Now let $AD$ be the symmedian corresponding to the median $AM_A$ , and let $\angle M_AAC = \alpha$ , so that $\tan\alpha = \tfrac{\sin\theta}{2\cos\theta} = \tfrac12\tan\theta$ . But then $\angle DAB = \alpha$ , and hence $X_6F \; = \; AF\tan\alpha \; = \; (\cos2\theta + 1) \times \tfrac12\tan\theta \; = \; \sin\theta\cos\theta \; = \; \tfrac12\sin2\theta$ which means that $X_6$ has coordinates $\big(\cos2\theta,\tfrac12\sin2\theta\big)$ , and hence the locus of $X_6$ is the ellipse $x^2 + 4y^2 \; = \; 1$ which has semimajor axis $a=1$ and semiminor axis $b=\tfrac12$ . Thus the area of the enclosed region is $\pi ab \; = \; \tfrac12\pi$ which makes the answer $1 + 2 = 3$ .

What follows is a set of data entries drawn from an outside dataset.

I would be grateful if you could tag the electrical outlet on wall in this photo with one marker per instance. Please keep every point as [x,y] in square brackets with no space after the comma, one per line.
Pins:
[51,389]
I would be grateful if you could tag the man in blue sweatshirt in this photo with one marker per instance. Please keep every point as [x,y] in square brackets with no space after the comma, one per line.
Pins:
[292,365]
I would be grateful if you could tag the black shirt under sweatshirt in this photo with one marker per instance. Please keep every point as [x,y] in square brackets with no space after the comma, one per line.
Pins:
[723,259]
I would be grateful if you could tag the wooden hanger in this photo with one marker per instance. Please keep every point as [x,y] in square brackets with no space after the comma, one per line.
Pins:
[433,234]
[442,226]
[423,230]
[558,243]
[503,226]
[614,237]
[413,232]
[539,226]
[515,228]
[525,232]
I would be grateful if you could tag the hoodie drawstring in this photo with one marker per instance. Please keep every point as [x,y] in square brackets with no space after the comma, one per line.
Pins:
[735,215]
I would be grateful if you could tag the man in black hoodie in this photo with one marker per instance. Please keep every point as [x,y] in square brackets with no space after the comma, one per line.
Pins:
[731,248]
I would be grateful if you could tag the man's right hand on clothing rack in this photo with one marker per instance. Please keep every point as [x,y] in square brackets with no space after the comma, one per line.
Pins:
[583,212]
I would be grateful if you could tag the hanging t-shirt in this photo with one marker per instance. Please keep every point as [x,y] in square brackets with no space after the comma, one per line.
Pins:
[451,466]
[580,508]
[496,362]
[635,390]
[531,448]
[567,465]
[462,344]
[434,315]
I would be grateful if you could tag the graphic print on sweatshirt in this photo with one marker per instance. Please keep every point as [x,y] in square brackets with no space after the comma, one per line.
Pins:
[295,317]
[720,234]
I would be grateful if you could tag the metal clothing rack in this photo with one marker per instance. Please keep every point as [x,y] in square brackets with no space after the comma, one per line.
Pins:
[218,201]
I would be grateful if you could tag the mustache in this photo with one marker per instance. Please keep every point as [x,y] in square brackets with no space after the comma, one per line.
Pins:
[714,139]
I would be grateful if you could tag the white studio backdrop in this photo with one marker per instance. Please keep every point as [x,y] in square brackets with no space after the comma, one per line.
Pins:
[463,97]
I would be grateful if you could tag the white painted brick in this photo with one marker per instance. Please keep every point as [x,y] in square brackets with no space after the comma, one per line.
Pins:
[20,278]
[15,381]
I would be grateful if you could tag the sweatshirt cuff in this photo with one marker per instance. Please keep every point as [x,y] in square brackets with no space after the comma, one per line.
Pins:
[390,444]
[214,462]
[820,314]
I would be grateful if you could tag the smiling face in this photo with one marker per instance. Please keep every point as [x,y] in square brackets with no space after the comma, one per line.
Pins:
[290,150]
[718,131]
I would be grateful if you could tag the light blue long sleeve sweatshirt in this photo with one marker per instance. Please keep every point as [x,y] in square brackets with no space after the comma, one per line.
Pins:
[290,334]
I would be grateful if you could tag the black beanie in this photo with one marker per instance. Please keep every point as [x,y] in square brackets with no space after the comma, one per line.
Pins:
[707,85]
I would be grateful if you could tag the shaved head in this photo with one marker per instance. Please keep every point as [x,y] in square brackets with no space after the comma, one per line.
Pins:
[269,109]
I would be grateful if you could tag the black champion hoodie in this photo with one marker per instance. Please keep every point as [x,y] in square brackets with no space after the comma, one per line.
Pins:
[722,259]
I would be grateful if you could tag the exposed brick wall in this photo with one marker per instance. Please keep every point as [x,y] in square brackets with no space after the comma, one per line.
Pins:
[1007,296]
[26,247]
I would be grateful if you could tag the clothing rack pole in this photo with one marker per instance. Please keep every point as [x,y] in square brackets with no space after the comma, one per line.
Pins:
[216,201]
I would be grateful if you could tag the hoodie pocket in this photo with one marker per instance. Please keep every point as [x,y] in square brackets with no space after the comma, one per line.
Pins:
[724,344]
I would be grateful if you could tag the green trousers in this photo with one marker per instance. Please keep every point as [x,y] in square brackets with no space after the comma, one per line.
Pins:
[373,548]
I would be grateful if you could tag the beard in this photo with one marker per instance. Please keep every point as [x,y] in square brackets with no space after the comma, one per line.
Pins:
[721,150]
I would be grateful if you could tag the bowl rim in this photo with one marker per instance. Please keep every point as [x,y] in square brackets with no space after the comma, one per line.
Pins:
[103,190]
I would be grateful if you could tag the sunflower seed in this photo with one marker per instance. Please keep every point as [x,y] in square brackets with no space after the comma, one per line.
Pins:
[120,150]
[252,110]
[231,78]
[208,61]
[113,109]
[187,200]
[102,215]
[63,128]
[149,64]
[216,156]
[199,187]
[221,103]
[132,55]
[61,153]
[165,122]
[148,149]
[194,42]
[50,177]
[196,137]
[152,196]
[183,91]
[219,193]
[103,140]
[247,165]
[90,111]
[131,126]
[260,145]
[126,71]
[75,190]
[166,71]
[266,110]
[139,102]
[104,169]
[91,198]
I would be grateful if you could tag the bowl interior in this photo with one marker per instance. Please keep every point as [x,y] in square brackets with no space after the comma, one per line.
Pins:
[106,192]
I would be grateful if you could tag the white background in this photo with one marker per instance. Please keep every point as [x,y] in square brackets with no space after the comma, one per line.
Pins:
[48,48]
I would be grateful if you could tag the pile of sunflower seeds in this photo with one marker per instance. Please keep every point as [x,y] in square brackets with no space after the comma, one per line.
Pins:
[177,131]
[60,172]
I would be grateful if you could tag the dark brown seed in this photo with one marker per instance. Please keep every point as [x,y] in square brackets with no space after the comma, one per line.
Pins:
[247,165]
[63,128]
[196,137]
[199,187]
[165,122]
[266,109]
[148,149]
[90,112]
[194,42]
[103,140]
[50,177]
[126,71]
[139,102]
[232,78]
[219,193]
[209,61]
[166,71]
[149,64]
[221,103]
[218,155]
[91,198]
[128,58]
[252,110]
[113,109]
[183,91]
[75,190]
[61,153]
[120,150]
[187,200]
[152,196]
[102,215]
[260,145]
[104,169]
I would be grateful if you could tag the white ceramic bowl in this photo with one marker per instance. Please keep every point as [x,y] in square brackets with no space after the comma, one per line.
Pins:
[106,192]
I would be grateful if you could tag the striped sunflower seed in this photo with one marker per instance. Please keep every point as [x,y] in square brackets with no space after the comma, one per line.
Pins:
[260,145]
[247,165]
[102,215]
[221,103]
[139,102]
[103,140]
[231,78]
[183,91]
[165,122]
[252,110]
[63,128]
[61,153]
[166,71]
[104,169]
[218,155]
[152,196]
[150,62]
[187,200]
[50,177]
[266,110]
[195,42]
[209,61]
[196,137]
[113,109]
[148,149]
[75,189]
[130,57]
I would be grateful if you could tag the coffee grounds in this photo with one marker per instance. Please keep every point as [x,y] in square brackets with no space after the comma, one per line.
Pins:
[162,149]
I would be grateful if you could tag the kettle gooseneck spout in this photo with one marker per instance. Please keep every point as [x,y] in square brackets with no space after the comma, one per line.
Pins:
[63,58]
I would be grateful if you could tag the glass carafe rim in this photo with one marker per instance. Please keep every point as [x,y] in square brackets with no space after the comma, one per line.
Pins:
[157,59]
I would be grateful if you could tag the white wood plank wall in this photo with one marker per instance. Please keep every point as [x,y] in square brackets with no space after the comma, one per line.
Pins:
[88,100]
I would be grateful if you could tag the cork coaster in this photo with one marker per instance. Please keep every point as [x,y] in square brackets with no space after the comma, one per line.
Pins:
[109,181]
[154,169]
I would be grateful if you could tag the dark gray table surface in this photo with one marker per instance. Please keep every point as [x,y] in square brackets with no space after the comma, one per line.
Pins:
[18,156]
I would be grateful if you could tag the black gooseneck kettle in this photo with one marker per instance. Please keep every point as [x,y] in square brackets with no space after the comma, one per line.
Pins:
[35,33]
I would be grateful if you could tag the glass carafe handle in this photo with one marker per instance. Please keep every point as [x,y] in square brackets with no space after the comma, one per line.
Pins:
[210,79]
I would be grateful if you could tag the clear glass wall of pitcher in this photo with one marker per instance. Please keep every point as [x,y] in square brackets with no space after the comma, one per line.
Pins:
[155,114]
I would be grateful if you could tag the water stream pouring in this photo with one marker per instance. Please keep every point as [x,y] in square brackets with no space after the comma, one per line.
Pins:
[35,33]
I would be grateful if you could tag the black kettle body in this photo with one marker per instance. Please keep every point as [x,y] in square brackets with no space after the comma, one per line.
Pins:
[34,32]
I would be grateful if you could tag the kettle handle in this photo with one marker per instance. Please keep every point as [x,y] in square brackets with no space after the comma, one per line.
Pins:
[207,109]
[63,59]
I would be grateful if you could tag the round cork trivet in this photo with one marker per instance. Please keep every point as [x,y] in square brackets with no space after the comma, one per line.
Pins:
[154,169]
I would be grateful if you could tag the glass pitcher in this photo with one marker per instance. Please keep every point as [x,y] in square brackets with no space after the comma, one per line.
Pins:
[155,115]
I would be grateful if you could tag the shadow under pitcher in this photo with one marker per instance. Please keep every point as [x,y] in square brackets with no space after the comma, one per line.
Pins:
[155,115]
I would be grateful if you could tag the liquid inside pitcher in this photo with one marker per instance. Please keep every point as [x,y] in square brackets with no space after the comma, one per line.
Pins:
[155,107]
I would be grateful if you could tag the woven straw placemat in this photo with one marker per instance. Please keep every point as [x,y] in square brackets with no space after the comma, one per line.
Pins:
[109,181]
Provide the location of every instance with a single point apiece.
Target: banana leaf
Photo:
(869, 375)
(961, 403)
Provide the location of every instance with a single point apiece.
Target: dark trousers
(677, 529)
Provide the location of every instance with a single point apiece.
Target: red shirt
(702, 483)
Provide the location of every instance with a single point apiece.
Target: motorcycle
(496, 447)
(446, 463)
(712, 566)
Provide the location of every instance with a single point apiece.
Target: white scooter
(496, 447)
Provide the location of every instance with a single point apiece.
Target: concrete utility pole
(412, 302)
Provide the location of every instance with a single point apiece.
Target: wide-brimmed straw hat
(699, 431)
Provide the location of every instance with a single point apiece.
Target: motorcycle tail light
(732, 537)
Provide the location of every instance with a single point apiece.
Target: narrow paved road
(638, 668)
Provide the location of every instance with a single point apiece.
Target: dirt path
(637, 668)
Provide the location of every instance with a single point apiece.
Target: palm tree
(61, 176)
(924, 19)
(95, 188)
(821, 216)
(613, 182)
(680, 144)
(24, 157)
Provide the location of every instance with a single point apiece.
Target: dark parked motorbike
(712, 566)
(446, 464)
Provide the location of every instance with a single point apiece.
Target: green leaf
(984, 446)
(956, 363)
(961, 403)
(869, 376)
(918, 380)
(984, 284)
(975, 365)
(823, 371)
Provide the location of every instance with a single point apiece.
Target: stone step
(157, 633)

The Lemoine point of a right angled triangle is the midpoint of its altitude corresponding to the right angle.

Proof:-

Let $ACB$ be a right triangle with $\angle C= 90^{\circ}$ . Let O be the midpoint of AB and F the foot of $\perp$ from $C$ on AB. We have:

$\angle ACO = \angle A = \pi/2 - \angle B = \angle BCF$

$\Rightarrow CF$ and $CO$ are isogonals.

Let $M$ be the midpoint of $CF$ and $M_A$ the midpoint of $BC$ . We have:

$\Delta ACB \sim \Delta AFC$

$\Rightarrow \angle CAM_A = \angle FAM$

$\Rightarrow AM_A$ and $AM$ are isogonals.

$\therefore M$ is the isogonal conjugate of the centroid $G$ , so, $M \equiv X_6$ $\square$

Let $f(x)$ denote the locus of the point $C$ as $x \equiv F$ varies over path $\rho = [A-B-A]$ .

The required area = $\large{\int_\rho |\frac{f(x)}{2} |dx} = \dfrac{\large{\int_\rho} |f(x)|dx}{2} = \dfrac{\text{Area of Circle(r=1)}}{2} = \boxed{\dfrac{\pi}{2}}$ .